いや、冗談だよ!というサポートの方に耳を向けず、半ばスネた感じ(実は全然そんなことないですよ)でブルーシートに戻りました。(まだ出発しないのかい)
CP撤収から残すところ10分ほどのころ、サポートの方たちは未だに出発しない我々を見て、そろそろウンザリしはじ始めてきたようです。
時計の針は11:50くらい。
あるサポートスタッフから
「次のCPの受付〆切が13:30で、距離が8kmって間に合うの?」
という声がかかりました。
あ、確かに考えてみたら、次のCPの〆切時間を考えていませんでした。
しかも、今の時間がだいたい12:00、〆切まで1時間半。1時間半で8kmということは、時速6kmのペースで歩かないといけません。
ちょっぴりいいペースであるかないと、到底間に合いません。
おお、こりゃまずい!こんなリタイアはおいしくない!
ということで、私と根津さんは、そそくさと第2CPを出発しました。
第1CP~第2CP同様、延々とジャリ道は続きます。それも、そこそこの勾配のある道のため、ソフトなハイキングのような感じで心地良いルートになっています。
周りの景色は前の10kmくらいとは大きくは変わりませんが、たまに高台から屈斜路湖畔を俯瞰するよな眺めは、このスティントの特徴でしょう。
冒頭に記載したとおり、ここでも根津さんとはずっと話に没頭します。
内容は詳しくは書きませんが、当たり障りのないトピックとしては、
・本田美奈子が出してそうな歌のタイトル
・ブームに乗ってなぜか出しちゃった歌のオムニバスが欲しい(タマちゃんやクーちゃんの歌、まりもっこりの歌など)
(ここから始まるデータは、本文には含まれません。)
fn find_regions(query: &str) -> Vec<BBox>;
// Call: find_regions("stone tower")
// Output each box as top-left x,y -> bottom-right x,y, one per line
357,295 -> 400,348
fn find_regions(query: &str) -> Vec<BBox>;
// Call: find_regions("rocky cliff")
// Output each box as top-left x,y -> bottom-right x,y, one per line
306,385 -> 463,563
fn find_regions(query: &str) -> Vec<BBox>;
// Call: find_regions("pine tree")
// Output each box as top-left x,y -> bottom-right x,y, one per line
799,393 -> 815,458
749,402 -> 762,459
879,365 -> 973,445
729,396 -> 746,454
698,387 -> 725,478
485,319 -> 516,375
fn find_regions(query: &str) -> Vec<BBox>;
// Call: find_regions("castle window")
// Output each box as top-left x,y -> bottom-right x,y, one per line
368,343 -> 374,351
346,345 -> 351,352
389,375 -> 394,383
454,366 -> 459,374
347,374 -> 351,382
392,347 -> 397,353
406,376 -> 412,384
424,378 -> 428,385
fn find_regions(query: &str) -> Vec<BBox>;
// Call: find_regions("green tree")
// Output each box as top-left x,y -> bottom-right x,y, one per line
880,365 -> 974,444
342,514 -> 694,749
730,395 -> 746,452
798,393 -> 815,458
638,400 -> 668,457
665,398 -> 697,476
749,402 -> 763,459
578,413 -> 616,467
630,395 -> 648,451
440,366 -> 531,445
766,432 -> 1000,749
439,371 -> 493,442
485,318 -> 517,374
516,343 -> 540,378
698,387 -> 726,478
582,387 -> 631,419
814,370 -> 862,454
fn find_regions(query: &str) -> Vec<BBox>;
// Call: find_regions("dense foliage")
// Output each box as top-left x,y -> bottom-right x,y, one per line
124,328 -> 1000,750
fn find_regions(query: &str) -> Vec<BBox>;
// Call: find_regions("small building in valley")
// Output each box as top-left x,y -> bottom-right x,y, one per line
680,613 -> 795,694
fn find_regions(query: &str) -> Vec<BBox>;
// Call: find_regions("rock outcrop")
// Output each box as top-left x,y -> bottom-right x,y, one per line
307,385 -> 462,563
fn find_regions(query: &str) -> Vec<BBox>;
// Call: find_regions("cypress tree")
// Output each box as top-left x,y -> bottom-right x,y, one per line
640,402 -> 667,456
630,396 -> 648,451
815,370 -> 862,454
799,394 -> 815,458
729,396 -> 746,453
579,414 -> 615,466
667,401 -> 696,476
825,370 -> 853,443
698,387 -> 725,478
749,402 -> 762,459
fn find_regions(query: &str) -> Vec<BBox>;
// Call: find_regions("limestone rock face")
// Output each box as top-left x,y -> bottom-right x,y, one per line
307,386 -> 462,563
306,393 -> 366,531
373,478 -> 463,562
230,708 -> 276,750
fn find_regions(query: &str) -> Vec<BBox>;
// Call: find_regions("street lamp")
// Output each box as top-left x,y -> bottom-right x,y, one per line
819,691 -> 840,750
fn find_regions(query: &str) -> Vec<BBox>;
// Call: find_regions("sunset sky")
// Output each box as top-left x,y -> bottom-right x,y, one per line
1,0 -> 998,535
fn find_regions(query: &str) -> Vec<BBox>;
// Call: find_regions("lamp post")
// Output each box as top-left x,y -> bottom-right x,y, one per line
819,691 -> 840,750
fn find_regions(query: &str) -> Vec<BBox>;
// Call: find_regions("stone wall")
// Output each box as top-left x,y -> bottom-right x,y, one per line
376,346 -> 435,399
・日本中の様々なブラックな穴場観光地を紹介する「ダークサイドじゃらん」が出たら絶対買う
などといったものだったと思います。
そんな事を話しながら少しすると、大会の看板が出てきます。
今回は前のものとは少し様子が違い、「次のCPまで、残りあと【ココをめくってね】」となっていました。
これは去年に大会実行委員で作ったものですが、残りの距離を知りたい方は開き、知りたくない方はそのままスルーしていただくというものでした。
我々は何のためらいもなく、開いてみます。そこに書かれていたのは…
「残りあと【3.4km】」
でした。
うーん、これは何かの間違いだと思いました。なぜなら、第2CPを出発してから30分前後しか経っていなかったからです。
次のCP受付に間に合わないかもしれないという不安が和らいだ一方、どうにも解せない思いもありました。
ただ残りの距離がどのくらい残っているにせよ、前に進んでいくことに変わりはないので、さっさと看板を後にしました。
先程の看板から10分くらい歩いていたら、第1CP~第2CPの間で、次のCPまでの距離に関して嘘をついてご迷惑をおかけした方と、その娘さんがいらっしゃいました。
第3CPまでは結構徒歩だと勾配がきついところもあり、娘さんが少し大変そうな感じでした。
お母さんと娘さんは竹杖を持ち、お母さんが棒を引っ張って娘さんを牽引するような形で歩いていました。
すれ違う際に少しばかりお話していると、お母さんが「ちょっとだけでいいので、娘をひっぱっていただけないですか?」というものですので、せっかくの機会なのでひっぱることにしました。
棒を引っ張りながらお話をしていたところ、娘さんは小学2年生ということでした。自分から言わせれば、小学2年で既に17km以上歩いていること自体が称賛に値すると思います。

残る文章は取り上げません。